Letters to the Editor

July 06, 2010

Gun-control fees as bad as a ban

I was very happy to see Otis McDonald prevail in his case against Chicago ("High court limits gun ban," Tuesday), but city and state governments simply will not get the message. Chicago's Mayor Richard M. Daley has already vowed to come right back with new gun-control laws. Many politicians seem to think that there is a difference between "you cannot have a gun" and "there is such a long and expensive administrative process that no one will actually be able to own a gun."

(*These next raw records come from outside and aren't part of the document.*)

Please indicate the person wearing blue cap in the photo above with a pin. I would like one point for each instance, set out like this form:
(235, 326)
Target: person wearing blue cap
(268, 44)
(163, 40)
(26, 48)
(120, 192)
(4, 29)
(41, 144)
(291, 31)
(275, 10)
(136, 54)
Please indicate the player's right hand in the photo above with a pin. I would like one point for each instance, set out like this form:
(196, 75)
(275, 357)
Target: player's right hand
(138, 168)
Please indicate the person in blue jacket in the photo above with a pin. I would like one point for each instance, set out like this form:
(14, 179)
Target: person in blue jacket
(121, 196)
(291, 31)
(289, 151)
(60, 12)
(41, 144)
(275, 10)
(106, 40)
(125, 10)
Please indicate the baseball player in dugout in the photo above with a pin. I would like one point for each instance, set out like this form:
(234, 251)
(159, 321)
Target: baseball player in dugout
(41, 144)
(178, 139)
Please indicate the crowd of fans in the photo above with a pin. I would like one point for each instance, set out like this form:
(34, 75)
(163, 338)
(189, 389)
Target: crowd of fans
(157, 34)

Some may not like my analogy, but the 24th Amendment made poll taxes - fees charged by states or cities to vote - unconstitutional. The gun-control schemes take the same course. Charging fees rather than outright bans as a means to a desired end is an attempt to run around established laws. Why should fees charged to defend yourself be constitutional?

The dissent in the McDonald case illustrates the way many liberals think of the Second Amendment. Justice Stephen Breyer wrote that he "can find nothing in the Second Amendment's text, history, or underlying rationale that could warrant characterizing it as 'fundamental,' insofar as it seeks to protect the keeping and bearing of arms for private self-defense purposes." Really? It is hard for me to believe that a man who went to Stanford and Harvard and is a Supreme Court justice cannot find any underlying rationale in "shall not be infringed."

Robert Kump

Philadelphia

rob.kump@gmail.com

Getting the facts on gun-control laws

The Inquirer's editorial (Tuesday) on the McDonald ruling was at odds with the facts. The editorial claimed that "the court's position runs counter to decades of mainstream legal views on the Second Amendment." This is incorrect. The mainstream debate has long since shifted from whether gun ownership is an individual right to the details of what the right protects. The Inquirer is a few decades behind on the scholarship.

The editorial then quotes Bryan Miller as saying New Jersey has "among the lowest per-capita rates of gun deaths in the country." Wrong. The Centers for Disease Control's mortality data rank New Jersey 24th in gun deaths. I'll be generous and say the evidence is inconclusive on the real effects of gun-control laws.